Hoje estou lutando para libertar cada vez mais o meu pensamento da gaiola do fundamentalismo religioso. Atualmente, não só sugiro a separação para os relacionamentos perigosos e de traição como defendo outras bandeiras realistas capazes de chocar tanto a evangélicos quanto a católicos:

-> É melhor um marido insatisfeito pedir o divórcio da esposa do que matá-la a porrada.

-> É melhor um ex-viciado em cocaína fumar seu cigarrinho inocente da Souza Cruz do que não conseguir controlar sua ansiedade, entregar-se à bebida e depois retornar para as drogas. Contrair um câncer vai ser menos mal do que morrer de overdose com uma seringa nas mãos.

-> É melhor que um adolescente com tesão a flor da pele vá se masturbar no banheiro olhando para a última edição da Playboy, do que cometer um ato de estupro. Antes ele procurar uma prostituta na esquina e ir com a mulher pra um motel do que atentar contra a liberdade sexual de qualquer pessoa! Se vier a se tornar uma só carne com a meretriz no mundo espiritual, as consequências serão bem menores em todos os planos existenciais.

-> É melhor não dar o dízimo na igreja e contribuir com importâncias menores, dentro de suas possibilidades econômicas, do que ofertar e passar fome, não pagar as dívidas com terceiros, deixar de assistir os pais idosos, atrasar a pensão dos filhos menores, etc.

-> É melhor dar atenção para alguém que esteja sofrendo do que dispensar o apoio espiritual ao irmão com o pretexto de participar de mais um culto religioso para ficar "firme na igreja".

-> É melhor declarar de vez sua incredulidade, encarando de frente a crise e as dúvidas, do que esconder os sentimentos, fingindo diante dos irmãos como se tudo estivesse indo bem.

-> É melhor ensinar os jovens na Escola Bíblica Dominical a usarem preservativos porque, se os hormônios ferverem e eles vierem a fornicar, o pastor não vai precisar ficar sabendo depois de que as adolescentes da igreja engravidaram durante o retiro de Carnaval. Ou que foram infectadas com o vírus HIV que é muito pior.

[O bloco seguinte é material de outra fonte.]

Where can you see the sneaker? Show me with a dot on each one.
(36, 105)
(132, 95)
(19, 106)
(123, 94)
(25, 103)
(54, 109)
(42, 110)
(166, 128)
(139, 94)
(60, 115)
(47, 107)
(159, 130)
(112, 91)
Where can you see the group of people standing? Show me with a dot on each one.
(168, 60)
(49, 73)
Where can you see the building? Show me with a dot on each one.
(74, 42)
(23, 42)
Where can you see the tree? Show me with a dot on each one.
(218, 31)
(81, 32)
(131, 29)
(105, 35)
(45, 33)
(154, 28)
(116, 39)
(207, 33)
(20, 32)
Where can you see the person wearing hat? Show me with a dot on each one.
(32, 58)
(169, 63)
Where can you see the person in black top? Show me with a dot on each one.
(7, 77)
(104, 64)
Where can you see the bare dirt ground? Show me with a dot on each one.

-> É melhor encaminhar a pessoa ao médico para confirmar a ocorrência de uma suposta cura milagrosa do que instigar o auto-engano religioso e amanhã a enfermidade evoluir.

Podem alguns cristãos radicais me chamarem de relativista que não me incomodo. Eu reverencio os mandamentos mas não sigo dogmas. Aliás, como teria dito o ancião Hillel, rabino que viveu alguns anos antes de Jesus, os quarenta dias de Moisés no Monte Sinai, quando o profeta recebeu a Torá, podem ser perfeitamente resumidos pela elevada prática do amor ao próximo. Pois é buscando o bem do outro que se cumpre adequadamente a Lei de Deus ao invés de prestarmos uma obediência cega aos preceitos escritos.